Uniqueness under Spectral Variation in the Socle of a Banach Algebra

TL;DR

This paper investigates spectral conditions in complex semisimple Banach algebras to uniquely characterize prime algebras and minimal socles, extending spectral theory in algebraic structures.

Contribution

It provides new spectral characterizations of prime Banach algebras and minimal socles within Banach algebras with nonzero socles, based on spectral and spectral radius conditions.

Findings

Spectral conditions characterize prime Banach algebras.

Spectral radius inequalities identify minimal socles.

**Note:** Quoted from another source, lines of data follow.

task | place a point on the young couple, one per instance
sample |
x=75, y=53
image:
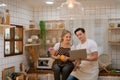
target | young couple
x=83, y=69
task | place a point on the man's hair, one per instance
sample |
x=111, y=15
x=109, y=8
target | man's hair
x=79, y=29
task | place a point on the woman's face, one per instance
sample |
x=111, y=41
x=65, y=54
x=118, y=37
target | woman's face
x=80, y=35
x=67, y=37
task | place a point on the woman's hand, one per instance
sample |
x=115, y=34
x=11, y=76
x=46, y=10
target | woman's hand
x=76, y=68
x=57, y=57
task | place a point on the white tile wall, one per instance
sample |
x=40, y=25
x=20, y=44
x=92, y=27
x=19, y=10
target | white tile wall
x=97, y=31
x=20, y=14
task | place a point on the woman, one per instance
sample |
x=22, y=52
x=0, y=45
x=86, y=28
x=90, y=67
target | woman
x=85, y=69
x=62, y=66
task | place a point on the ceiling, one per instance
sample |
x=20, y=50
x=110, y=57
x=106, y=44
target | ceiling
x=57, y=3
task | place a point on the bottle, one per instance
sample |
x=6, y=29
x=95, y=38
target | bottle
x=7, y=17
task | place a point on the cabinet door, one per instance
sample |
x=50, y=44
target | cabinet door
x=13, y=41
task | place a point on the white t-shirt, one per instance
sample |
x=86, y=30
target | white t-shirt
x=88, y=69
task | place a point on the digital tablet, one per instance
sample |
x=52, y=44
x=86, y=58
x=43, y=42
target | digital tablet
x=80, y=53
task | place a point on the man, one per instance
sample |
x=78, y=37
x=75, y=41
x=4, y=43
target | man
x=85, y=69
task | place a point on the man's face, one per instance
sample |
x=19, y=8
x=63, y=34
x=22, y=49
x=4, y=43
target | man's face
x=67, y=37
x=80, y=35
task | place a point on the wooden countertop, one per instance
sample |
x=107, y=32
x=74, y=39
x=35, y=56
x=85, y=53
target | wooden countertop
x=39, y=71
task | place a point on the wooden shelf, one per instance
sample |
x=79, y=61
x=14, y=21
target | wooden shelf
x=32, y=29
x=54, y=20
x=27, y=45
x=116, y=28
x=114, y=42
x=57, y=29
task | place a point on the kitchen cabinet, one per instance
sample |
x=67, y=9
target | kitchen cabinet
x=114, y=36
x=13, y=40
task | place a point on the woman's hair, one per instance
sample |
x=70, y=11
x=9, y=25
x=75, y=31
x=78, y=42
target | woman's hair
x=64, y=32
x=79, y=29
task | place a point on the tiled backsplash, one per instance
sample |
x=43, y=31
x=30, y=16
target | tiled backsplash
x=20, y=14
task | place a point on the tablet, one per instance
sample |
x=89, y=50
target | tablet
x=80, y=53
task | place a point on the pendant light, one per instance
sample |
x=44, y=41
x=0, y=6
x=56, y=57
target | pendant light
x=71, y=9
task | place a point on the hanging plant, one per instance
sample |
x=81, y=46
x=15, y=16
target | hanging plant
x=42, y=34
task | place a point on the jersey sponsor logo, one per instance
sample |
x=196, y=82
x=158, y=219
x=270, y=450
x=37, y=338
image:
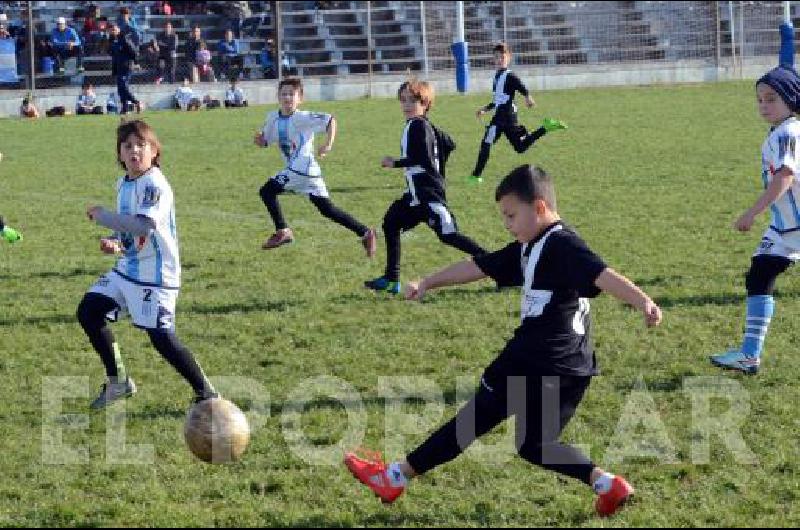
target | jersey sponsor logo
x=151, y=197
x=166, y=319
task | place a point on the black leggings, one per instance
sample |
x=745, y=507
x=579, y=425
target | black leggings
x=542, y=405
x=401, y=216
x=517, y=135
x=764, y=270
x=269, y=194
x=92, y=313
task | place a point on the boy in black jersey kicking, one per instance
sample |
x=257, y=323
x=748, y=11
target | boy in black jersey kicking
x=505, y=85
x=424, y=153
x=541, y=375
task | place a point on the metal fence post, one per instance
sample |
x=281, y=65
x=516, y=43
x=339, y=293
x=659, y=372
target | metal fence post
x=278, y=40
x=425, y=63
x=31, y=53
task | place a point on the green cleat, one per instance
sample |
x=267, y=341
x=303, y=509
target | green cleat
x=11, y=235
x=113, y=391
x=552, y=124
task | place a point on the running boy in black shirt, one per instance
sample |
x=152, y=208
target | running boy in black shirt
x=543, y=372
x=422, y=161
x=505, y=85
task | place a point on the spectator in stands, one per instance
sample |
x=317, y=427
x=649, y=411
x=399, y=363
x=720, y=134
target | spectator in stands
x=123, y=56
x=128, y=25
x=66, y=44
x=203, y=63
x=167, y=47
x=190, y=53
x=28, y=108
x=234, y=96
x=163, y=8
x=95, y=31
x=4, y=33
x=87, y=100
x=288, y=64
x=185, y=98
x=230, y=57
x=268, y=65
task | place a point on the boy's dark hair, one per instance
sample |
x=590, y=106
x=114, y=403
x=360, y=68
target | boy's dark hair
x=528, y=183
x=502, y=47
x=141, y=130
x=294, y=82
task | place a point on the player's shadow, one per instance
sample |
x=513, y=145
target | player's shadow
x=716, y=299
x=356, y=189
x=34, y=321
x=278, y=306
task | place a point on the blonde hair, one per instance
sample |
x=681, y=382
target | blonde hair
x=421, y=91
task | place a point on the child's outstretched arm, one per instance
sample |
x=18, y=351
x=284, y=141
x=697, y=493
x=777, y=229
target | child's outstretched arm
x=456, y=274
x=326, y=148
x=781, y=181
x=622, y=288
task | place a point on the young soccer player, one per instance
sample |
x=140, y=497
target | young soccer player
x=778, y=94
x=545, y=369
x=146, y=279
x=505, y=85
x=424, y=200
x=8, y=233
x=293, y=130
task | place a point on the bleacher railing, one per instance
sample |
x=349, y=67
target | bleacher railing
x=368, y=39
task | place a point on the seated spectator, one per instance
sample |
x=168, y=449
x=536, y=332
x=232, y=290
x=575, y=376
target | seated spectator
x=28, y=108
x=230, y=56
x=185, y=98
x=267, y=58
x=167, y=47
x=4, y=33
x=163, y=8
x=66, y=43
x=234, y=96
x=202, y=62
x=288, y=64
x=87, y=101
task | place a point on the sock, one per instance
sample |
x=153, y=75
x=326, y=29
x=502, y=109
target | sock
x=122, y=375
x=759, y=314
x=396, y=476
x=603, y=484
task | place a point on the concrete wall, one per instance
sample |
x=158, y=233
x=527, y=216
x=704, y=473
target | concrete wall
x=357, y=86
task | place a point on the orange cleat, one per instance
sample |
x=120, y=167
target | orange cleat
x=608, y=504
x=373, y=474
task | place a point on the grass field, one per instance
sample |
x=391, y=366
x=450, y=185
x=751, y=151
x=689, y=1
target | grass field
x=652, y=178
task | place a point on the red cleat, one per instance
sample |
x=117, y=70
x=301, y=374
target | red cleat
x=608, y=504
x=372, y=473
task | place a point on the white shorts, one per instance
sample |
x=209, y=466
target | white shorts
x=148, y=307
x=781, y=245
x=297, y=183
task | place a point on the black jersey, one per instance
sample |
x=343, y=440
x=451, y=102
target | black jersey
x=557, y=272
x=505, y=85
x=420, y=159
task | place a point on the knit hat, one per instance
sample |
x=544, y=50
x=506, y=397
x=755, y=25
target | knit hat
x=786, y=82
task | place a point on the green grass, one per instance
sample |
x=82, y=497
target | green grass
x=652, y=178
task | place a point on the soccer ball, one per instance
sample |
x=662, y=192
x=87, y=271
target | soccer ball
x=216, y=431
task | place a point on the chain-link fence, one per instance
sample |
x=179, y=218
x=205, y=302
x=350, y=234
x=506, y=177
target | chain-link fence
x=271, y=39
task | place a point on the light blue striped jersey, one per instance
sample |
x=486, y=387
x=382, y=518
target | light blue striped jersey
x=153, y=259
x=780, y=149
x=294, y=136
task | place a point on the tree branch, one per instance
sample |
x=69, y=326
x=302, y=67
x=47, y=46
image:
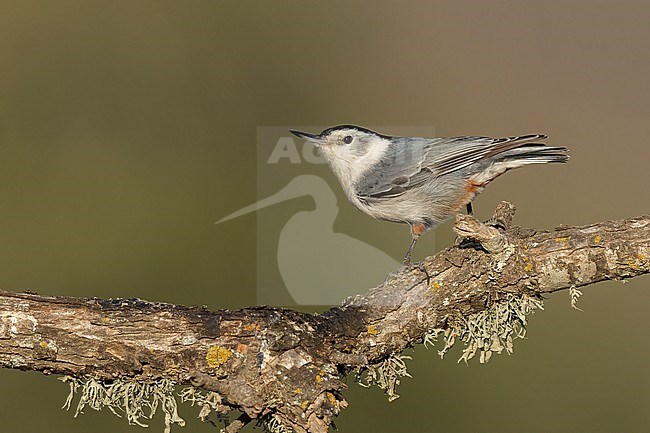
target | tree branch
x=287, y=366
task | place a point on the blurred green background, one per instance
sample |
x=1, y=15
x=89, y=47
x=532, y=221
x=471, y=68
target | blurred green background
x=128, y=127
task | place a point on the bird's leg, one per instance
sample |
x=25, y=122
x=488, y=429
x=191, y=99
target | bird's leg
x=416, y=230
x=407, y=257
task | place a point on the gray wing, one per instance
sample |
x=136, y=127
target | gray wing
x=409, y=162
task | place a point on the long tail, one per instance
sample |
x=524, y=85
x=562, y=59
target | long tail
x=534, y=153
x=525, y=154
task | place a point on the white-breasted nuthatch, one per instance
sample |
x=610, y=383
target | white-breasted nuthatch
x=422, y=181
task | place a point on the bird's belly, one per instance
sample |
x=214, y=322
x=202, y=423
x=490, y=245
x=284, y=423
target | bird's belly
x=415, y=206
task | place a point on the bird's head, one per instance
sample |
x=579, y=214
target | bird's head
x=348, y=148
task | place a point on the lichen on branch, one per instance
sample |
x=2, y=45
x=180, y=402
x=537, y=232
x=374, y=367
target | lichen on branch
x=286, y=368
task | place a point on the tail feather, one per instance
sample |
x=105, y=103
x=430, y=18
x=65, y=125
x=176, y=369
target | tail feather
x=533, y=153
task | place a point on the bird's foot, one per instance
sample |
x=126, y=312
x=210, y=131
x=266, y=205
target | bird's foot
x=410, y=267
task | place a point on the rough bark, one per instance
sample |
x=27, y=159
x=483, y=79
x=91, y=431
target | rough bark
x=264, y=360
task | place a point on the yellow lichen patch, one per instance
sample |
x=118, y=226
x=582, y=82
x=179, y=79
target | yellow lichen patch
x=217, y=355
x=251, y=327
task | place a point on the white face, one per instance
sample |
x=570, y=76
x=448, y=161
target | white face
x=350, y=152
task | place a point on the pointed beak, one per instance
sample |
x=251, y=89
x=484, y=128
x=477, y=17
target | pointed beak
x=312, y=138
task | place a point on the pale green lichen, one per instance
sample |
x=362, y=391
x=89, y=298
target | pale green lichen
x=208, y=400
x=272, y=424
x=386, y=375
x=135, y=399
x=575, y=294
x=489, y=331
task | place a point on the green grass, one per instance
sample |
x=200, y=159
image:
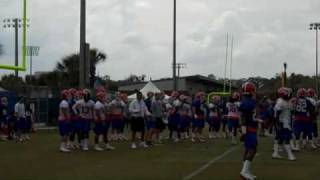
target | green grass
x=39, y=159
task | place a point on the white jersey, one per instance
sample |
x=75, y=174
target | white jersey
x=233, y=110
x=99, y=110
x=285, y=114
x=20, y=110
x=85, y=109
x=63, y=108
x=138, y=108
x=313, y=101
x=117, y=106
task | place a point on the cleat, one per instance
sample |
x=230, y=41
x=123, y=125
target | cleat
x=109, y=147
x=144, y=145
x=276, y=156
x=133, y=146
x=97, y=148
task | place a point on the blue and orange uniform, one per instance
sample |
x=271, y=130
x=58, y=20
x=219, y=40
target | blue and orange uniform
x=248, y=110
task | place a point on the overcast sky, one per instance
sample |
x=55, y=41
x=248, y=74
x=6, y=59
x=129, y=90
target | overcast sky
x=137, y=35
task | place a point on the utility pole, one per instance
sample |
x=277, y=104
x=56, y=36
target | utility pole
x=225, y=66
x=15, y=23
x=174, y=45
x=82, y=44
x=180, y=66
x=316, y=26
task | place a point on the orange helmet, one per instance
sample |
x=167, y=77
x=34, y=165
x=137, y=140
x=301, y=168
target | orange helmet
x=301, y=92
x=248, y=88
x=101, y=96
x=311, y=92
x=65, y=94
x=73, y=92
x=236, y=96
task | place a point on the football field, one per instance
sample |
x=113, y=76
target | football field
x=39, y=159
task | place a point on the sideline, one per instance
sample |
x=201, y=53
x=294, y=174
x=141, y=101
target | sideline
x=210, y=163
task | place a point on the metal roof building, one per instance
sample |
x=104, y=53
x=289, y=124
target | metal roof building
x=187, y=84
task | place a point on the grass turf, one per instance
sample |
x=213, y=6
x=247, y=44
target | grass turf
x=40, y=159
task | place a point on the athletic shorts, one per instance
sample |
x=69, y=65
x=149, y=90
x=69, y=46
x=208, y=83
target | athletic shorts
x=64, y=128
x=285, y=134
x=174, y=120
x=302, y=127
x=117, y=123
x=150, y=123
x=250, y=140
x=232, y=123
x=185, y=122
x=98, y=128
x=21, y=124
x=137, y=124
x=198, y=123
x=28, y=123
x=160, y=124
x=106, y=127
x=85, y=125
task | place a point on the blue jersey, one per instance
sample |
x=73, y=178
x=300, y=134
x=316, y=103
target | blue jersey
x=303, y=110
x=248, y=110
x=199, y=108
x=71, y=102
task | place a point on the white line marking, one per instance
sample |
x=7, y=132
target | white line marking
x=209, y=163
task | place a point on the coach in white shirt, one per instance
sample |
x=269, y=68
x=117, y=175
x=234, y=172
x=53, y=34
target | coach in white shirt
x=20, y=113
x=138, y=111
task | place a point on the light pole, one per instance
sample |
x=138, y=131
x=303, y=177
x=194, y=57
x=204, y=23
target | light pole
x=82, y=62
x=180, y=66
x=316, y=26
x=15, y=23
x=285, y=74
x=32, y=51
x=174, y=45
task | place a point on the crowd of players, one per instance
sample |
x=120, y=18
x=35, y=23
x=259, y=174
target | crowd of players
x=15, y=125
x=291, y=120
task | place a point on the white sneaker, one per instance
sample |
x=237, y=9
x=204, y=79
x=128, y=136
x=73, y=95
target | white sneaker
x=291, y=156
x=63, y=148
x=144, y=145
x=97, y=148
x=85, y=145
x=313, y=146
x=234, y=142
x=109, y=147
x=27, y=137
x=247, y=176
x=276, y=156
x=133, y=146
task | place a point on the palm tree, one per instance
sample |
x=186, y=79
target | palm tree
x=1, y=49
x=69, y=67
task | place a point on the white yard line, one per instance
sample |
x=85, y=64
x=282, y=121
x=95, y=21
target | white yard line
x=198, y=171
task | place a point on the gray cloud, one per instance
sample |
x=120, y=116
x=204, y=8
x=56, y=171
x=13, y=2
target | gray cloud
x=137, y=34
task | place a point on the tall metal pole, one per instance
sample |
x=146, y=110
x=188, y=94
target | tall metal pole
x=174, y=45
x=82, y=44
x=285, y=75
x=16, y=62
x=225, y=66
x=317, y=84
x=231, y=61
x=31, y=54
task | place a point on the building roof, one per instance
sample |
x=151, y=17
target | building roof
x=193, y=78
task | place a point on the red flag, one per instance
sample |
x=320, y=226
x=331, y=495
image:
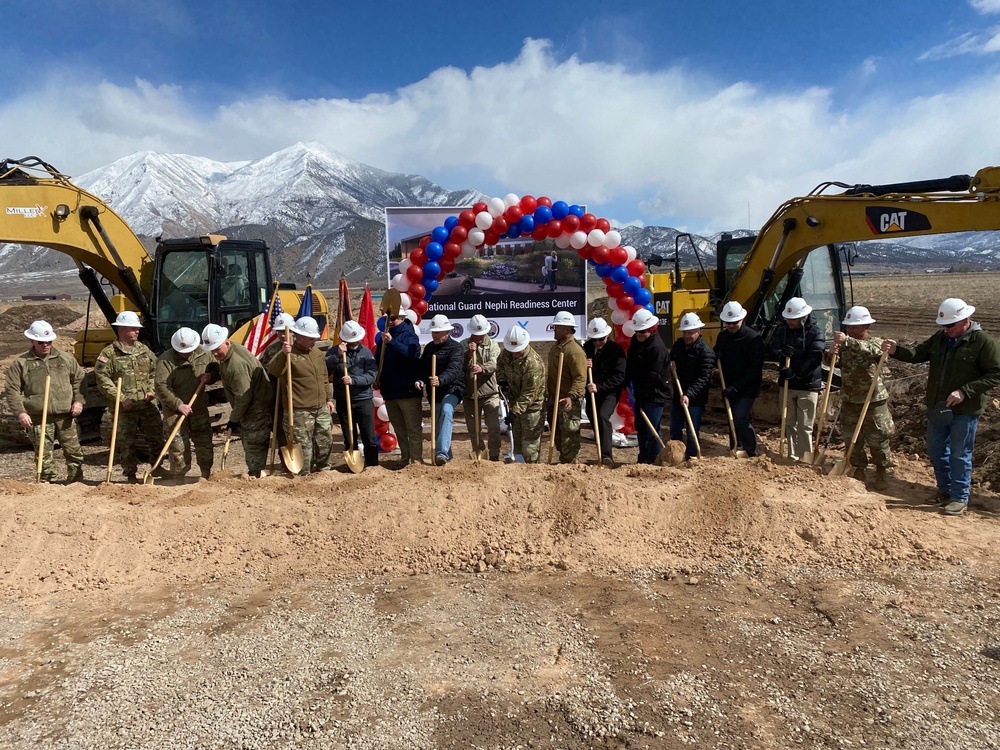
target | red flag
x=366, y=319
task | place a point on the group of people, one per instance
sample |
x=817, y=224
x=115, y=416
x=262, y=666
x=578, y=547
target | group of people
x=511, y=386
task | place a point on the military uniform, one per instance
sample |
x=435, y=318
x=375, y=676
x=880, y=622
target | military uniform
x=25, y=393
x=136, y=366
x=525, y=377
x=248, y=390
x=175, y=381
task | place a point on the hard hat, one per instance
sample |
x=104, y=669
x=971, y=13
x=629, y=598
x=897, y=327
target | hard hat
x=284, y=320
x=733, y=312
x=598, y=328
x=440, y=323
x=643, y=319
x=213, y=336
x=128, y=319
x=351, y=332
x=307, y=327
x=796, y=308
x=564, y=318
x=40, y=330
x=689, y=322
x=953, y=310
x=184, y=340
x=479, y=325
x=858, y=316
x=516, y=339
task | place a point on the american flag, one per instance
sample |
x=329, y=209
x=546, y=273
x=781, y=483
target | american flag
x=262, y=335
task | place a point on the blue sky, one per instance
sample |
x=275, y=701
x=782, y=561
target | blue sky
x=698, y=115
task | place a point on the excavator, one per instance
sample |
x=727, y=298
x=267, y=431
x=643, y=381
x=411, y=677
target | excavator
x=801, y=251
x=185, y=282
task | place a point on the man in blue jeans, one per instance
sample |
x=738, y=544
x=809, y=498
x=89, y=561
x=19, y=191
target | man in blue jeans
x=964, y=366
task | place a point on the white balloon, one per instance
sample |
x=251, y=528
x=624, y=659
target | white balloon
x=578, y=239
x=483, y=220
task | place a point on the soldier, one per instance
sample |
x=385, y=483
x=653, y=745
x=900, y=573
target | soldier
x=25, y=393
x=312, y=398
x=481, y=380
x=571, y=386
x=248, y=391
x=859, y=354
x=522, y=372
x=132, y=361
x=179, y=370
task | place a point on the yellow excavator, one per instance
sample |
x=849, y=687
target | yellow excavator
x=803, y=248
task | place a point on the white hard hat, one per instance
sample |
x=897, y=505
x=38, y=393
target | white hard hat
x=516, y=339
x=598, y=328
x=440, y=323
x=351, y=332
x=128, y=319
x=953, y=310
x=307, y=327
x=733, y=312
x=564, y=318
x=689, y=322
x=643, y=319
x=40, y=330
x=479, y=325
x=858, y=316
x=796, y=308
x=284, y=320
x=184, y=340
x=213, y=336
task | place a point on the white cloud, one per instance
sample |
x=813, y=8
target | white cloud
x=684, y=150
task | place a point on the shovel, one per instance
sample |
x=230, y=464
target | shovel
x=114, y=430
x=41, y=437
x=291, y=453
x=355, y=461
x=737, y=452
x=687, y=412
x=840, y=467
x=555, y=409
x=816, y=456
x=148, y=477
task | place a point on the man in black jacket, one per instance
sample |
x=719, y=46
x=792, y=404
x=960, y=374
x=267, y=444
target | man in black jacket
x=607, y=361
x=798, y=346
x=740, y=350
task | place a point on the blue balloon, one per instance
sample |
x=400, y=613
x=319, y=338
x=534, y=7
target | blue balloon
x=431, y=270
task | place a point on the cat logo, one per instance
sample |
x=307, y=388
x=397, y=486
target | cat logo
x=893, y=221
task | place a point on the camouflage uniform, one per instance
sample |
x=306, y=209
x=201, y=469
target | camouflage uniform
x=175, y=382
x=25, y=393
x=525, y=377
x=858, y=359
x=572, y=385
x=248, y=390
x=136, y=366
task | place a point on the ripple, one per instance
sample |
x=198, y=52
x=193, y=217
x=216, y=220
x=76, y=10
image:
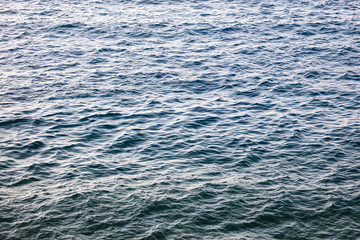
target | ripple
x=179, y=120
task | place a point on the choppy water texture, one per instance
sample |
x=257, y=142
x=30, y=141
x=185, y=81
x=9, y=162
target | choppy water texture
x=184, y=119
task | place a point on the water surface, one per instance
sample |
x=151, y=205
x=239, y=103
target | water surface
x=184, y=119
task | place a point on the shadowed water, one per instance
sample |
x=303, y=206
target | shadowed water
x=184, y=119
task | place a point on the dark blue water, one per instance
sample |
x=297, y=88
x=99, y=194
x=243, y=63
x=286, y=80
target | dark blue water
x=184, y=119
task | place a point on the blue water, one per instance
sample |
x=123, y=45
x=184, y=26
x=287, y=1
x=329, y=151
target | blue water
x=186, y=119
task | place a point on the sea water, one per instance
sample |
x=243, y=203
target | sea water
x=189, y=119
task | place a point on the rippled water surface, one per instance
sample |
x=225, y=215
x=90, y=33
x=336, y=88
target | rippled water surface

Results extend spectral theory in Banach algebra structures.

Abstract

Let $A$ be a complex semisimple Banach algebra with identity, and denote by $\sigma'(x)$ and $\rho (x)$ the nonzero spectrum and spectral radius of an element $x \in A$, respectively. We explore the relationship between elements $a, b \in A$ that satisfy one of the following conditions: (1) $\sigma' (ax) \subseteq \sigma' (bx)$ for all $x \in A$, (2) $\rho (ax) \leq \rho (bx)$ for all $x \in A$. The latter problem was identified by Bre\v{s}ar and \v{S}penko in [7]. In particular, we use these conditions to spectrally characterize prime Banach algebras amongst the class of Banach algebras with nonzero socles, as well as to obtain spectral characterizations of socles which are minimal two-sided ideals.